Je vous tiens fort heureux d’en être revenu.
Deux Femmes ! Rendez grace aux heureuses planettes
Qui vous ont de leurs mains sû tirer bragues nettes ;
Car tout autre que vous, quoiqu’adroit à mentir,
Eût laissé la perruque avant que de sortir.
Mais de vos feux errants les voyant éclaircies,
Comment avez-vous pû vous les rendre adoucies ?

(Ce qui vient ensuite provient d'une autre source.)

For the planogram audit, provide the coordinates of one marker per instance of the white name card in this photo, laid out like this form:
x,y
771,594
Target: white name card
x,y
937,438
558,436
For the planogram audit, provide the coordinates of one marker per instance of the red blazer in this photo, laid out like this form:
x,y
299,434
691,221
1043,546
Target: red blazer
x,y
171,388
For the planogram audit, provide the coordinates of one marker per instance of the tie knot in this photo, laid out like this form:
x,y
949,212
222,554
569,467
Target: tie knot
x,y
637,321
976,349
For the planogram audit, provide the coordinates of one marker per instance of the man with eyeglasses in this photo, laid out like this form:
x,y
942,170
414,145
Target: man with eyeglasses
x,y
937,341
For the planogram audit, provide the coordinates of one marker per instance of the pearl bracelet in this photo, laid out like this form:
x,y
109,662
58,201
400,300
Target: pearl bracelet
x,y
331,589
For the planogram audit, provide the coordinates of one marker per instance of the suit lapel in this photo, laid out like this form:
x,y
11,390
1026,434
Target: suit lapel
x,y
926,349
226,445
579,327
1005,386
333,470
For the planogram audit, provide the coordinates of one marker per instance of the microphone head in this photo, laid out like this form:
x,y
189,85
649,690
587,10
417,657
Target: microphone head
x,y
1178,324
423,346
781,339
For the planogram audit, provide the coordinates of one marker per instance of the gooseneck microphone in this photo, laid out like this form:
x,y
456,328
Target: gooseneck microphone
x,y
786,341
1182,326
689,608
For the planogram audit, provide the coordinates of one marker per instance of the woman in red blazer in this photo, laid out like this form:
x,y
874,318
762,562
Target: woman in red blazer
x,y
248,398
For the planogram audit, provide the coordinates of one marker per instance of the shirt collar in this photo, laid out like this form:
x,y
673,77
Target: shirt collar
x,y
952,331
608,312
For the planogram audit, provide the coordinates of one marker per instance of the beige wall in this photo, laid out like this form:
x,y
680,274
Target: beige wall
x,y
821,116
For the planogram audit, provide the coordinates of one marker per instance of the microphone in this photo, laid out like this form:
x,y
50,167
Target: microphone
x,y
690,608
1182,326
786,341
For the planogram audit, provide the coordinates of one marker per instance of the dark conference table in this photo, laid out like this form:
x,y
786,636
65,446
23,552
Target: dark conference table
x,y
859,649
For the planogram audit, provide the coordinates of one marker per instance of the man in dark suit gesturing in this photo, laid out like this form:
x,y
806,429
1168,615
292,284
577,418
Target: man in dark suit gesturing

Et quel charme assez fort, appaisant leur courroux,
A détourné l’orage & rabattu les coups ?
Pour moi, j’aurois fort craint le saut par la fenêtre.

D. FERNAND.

J’ai feint effrontement de ne les pas connoître ;
Et comme l’inconnue avoit dit mon vrai nom,
Sur ce déguisement j’ai toujours tenu bon.
De leur Dom Dionis qu’elles nommoient sans cesse,
Pour un jeu concerté j’ai fait passer l’adresse ;
Et, comme tout n’étant que pour m’embarrasser,
Niant jusques au bout je me suis fait chasser.